As I’ve said before and will likely say again —D&D is a monster hunting and looting game with some role-playing “flavor” characteristics, often posing as a high fantasy character-driven role-playing game. If you let it do what it’s good at, it can be a lot of fun. You can also push it to be more than that, though at that point, I would suggest maybe looking at other systems.

This has been a significant problem for me when I’ve tried to play at Cons, with strangers at events, or online. (Especially using a modular approach like Adventure League or tables that take the system as a literal tablet of dictates to be followed, to the detriment of the story, of fun. “The dice are Gods here. We are merely their puppets.”) If your character is a cardboard cut-out anyway, the game makes its own covert demands. “We are doing a role-play. Roll 1d6.”

This also becomes an issue beyond my personal bugbears (no pun?) when it comes to thinking about public assumptions about what role-playing games are since D&D has insisted and, to some extent, won the consensus view that D&D and role-playing are synonymous.

All of this raises the question of what a game system is meant to do? The short answer I would give is that system is for subtly incentivizing certain behaviors and deprioritizing others, helping to realize a story-like dynamic by directing/restricting your character’s actions and agency within the world as much as keeping them open. That balance, and the balance of agency, is part of what defines one system from another. The objective is to help replicate an experience.

Of course, no matter how effective the system is at doing this, it always comes down to the specific group playing and running it, but when it comes to game design, that is the variable you don’t really have control over.
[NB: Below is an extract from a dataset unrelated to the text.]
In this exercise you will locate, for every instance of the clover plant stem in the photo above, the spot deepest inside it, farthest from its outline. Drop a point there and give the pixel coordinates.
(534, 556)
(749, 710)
Given the popularity of D&D, I find this disconnect both fascinating and a little troubling, because instead of being a problem, this lack seems to be a strange sort of benefit where Wizards can reassert itself as the Ur-RPG, and leverage that disconnect between character, story, and system as a feature rather than a benefit. The issue isn’t whether dark elves or orcs are or aren’t inherently evil. It never was — it is the absurdity of taking a game premised on killing foes and taking their shit and pretending it’s something else entirely.

Of course, given Wizard’s sales numbers, they’re doing something right. And, you know, I enjoy the monster-hunting game just fine when that’s what we’ve chosen to play. But if you are still trying to use D&D to drive character-driven collective stories, there is a long list of systems you might want to look into.